Wednesday, August 15, 2018

Staff Recommends Approval for Remodel on old Alessandro's Building Downtown

The Historic Landmarks Commission meets tomorrow the 16th, and the Staff Report recommends approval for the remodel on 120 Commercial St NE, the old Alessandro's/Spaghetti Warehouse building.

Proposal to add patio seating, firepit, and open the front porch
(from the Staff Report)
Even though parts of the building may be quite old, the building has been so remodeled over the years that the whole of it is formally identified as "non-contributing" in the Downtown Historic District. So further remodeling is not much regarded as harming anything and it just has to be generally friendly with its more historic neighbors. The Staff Report finds that the proposal is reasonable and does this. So there's not much of interest to say about that. The outdoor seating, recessed from the sidewalk a little, and sheltered by a roof, looks like a very nice addition, and it's hard to quibble with anything.

But in the historic discussion there's a little bit of new information! Some of it is just new here, but some of it might be new more generally.

The building site, you might recall, has been a frequent source of confusion. It's almost like a "Bermuda Triangle" for misidentification!

The first building on the site was apparently a livery barn and stables. The caption in the Library's photo collection says 1895, but this is plainly in error. The Staff Report cites a newspaper article from 1947 that dates the image to January, 1862.

A livery stable from the 1860s, not 1895
(Salem Library Historic Photos)
From the Staff Report:
The Durbin Brothers (Solomon and C.J., and later Isaac) had a livery at this corner as early as 1853. In 1867, the livery burned down and the brothers elected to build a new one at the same spot. They built a whole brick block, including a new livery, which the local newspaper referred to as Durbin's Block.
That new brick block appears to be captured in a couple of images from horse fairs in the early 1880s. One photo seems to be taken in sun, the other under overcast skies, so it's not clear they were taken in the same session. But they can be spliced together to give a sense for the larger context at State and Commercial.

State & Commercial looking northeast, 1880s
(Composited from two "Horse Fair" images from the 1880s.
The north one on left is low-res, the south one is very high-res.
Salem Library Historic Photos)
If you click through the higher resolution image, you can see the Adolph Block under the eyeglasses as well as the First Methodist spire.

The brick block was remodeled for the first time:
In the 1890s, the livery moved and the building housed a hardware store. In 1892, the YMCA raised the roofline and remodeled the top portion of the old livery as rooms. In the remodel, the facade of the building was drastically altered.
Pre-1892 and post-1892 remodel - from Staff Report
This first transition from three window bays to five window bays as well as raising the roof has largely been unremarked and maybe even unrecorded until now. So that was interesting to learn about.

Errantly identified with the Greenbaum building
(248 is a red herring!),
this is in fact 120 Commercial St NE,
not 248 or 298 Commercial St NE.
(Salem Library Historic Photos)
The five bay version has created more confusion. You may recall that the address change of 1904 has caused some over the years to identify the building with Greenbaum's and the Eldridge block, even though Greenbaum's has a seven-bay facade.

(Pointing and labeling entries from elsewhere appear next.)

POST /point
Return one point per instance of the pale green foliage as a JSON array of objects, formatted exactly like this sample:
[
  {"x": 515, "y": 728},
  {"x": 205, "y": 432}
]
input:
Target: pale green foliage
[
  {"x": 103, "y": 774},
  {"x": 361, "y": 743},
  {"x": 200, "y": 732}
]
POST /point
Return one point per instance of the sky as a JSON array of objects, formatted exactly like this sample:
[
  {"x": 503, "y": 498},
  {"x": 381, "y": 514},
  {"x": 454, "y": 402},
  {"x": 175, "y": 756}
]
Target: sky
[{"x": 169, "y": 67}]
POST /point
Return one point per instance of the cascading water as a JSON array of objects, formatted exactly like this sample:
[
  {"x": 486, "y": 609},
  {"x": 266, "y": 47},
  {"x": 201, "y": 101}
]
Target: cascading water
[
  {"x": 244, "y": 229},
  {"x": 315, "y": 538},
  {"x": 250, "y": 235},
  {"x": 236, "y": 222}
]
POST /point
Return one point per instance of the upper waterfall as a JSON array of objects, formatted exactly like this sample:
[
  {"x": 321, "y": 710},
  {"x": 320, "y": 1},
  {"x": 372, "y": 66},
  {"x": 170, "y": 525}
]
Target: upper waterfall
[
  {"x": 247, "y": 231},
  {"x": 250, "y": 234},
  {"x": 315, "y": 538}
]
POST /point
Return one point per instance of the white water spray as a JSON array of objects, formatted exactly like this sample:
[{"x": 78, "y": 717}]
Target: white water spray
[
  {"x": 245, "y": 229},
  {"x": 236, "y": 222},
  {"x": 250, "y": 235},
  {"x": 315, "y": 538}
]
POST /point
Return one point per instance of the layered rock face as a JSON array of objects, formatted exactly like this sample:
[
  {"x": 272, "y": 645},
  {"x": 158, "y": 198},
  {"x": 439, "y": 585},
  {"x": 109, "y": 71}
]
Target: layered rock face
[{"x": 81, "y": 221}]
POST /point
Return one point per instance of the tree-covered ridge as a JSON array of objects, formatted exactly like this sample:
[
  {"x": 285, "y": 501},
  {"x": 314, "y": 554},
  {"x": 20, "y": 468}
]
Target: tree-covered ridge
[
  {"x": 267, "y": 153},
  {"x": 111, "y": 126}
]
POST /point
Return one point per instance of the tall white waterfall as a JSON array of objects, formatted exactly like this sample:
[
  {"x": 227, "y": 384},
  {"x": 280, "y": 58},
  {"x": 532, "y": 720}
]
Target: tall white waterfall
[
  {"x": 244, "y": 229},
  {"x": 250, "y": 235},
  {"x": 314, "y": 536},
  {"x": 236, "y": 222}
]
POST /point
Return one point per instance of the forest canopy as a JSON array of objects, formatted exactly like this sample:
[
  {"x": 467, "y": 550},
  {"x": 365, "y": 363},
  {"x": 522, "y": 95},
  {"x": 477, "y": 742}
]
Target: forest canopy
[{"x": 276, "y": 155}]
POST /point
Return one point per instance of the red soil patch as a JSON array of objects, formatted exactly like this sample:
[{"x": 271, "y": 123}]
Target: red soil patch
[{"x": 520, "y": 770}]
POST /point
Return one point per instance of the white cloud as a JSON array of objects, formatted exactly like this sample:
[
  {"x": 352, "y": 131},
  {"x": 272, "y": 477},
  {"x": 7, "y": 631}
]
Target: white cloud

That version was remodeled in 1946, but the building that we know today mostly came from a third remodel in 1962, and freshened up in 1990 with the Willamette Brew Pub -  which was too early for Salem, but would fit nicely in our pub and brewery market today.

So with very little remaining from the 19th or early 20th century, you can see why the building is regarded as "non-contributing."

At the same time, the rhetoric of "drastically altered" is a little bit of an appeal to a static notion of history, and to a notion of pristine origins whose character might have been preserved and which generally we should want to preserve. This at least partially denies the value of a building's evolution in history.

We should instead appreciate that the building was not just demolished but has been able to adapt to many different needs, ranging from the stable to the YMCA to a furniture store and so on. The building has enjoyed a varied life and contributed to a number of different commercial enterprises. That it has been so remodeled is not merely a loss. It is considerably more nuanced and ambivalent with positive value as well.

We used to have a whole, intact block here.
See notes on Safeway, bike dealers Shipp & Hauser,
and on the 1913 Moose Carnival Panorama.
(Salem Library Historic Photos)
The real loss to history and to the life of a city is demolition and the resulting surface parking lot. Our current preservation framework is dismissive of standing but modified buildings. It focuses too much on the aesthetics and visual sense of older buildings, and not enough on the urban fabric and on disruptions wrought by our autoism. It is itself a product of autoism and blind to the historicity of our current autoist phase.

Three buildings demolished
and now surface parking lot (detail)
Even "remuddled" and "non-contributing," the current instance of 120 Commercial Street actually contributes more to downtown than the void of the demolished buildings' footprints.

The Historic Landmarks Commission meets Thursday the 16th at 5:30pm in Council Chambers at City Hall.


Unknown said...

Thank you for this article. I enjoy reading your take on the historical reflections in Salem!

Salem Breakfast on Bikes said...

The Staff Report was accepted straight-up and the proposal received an equally straight-up approval.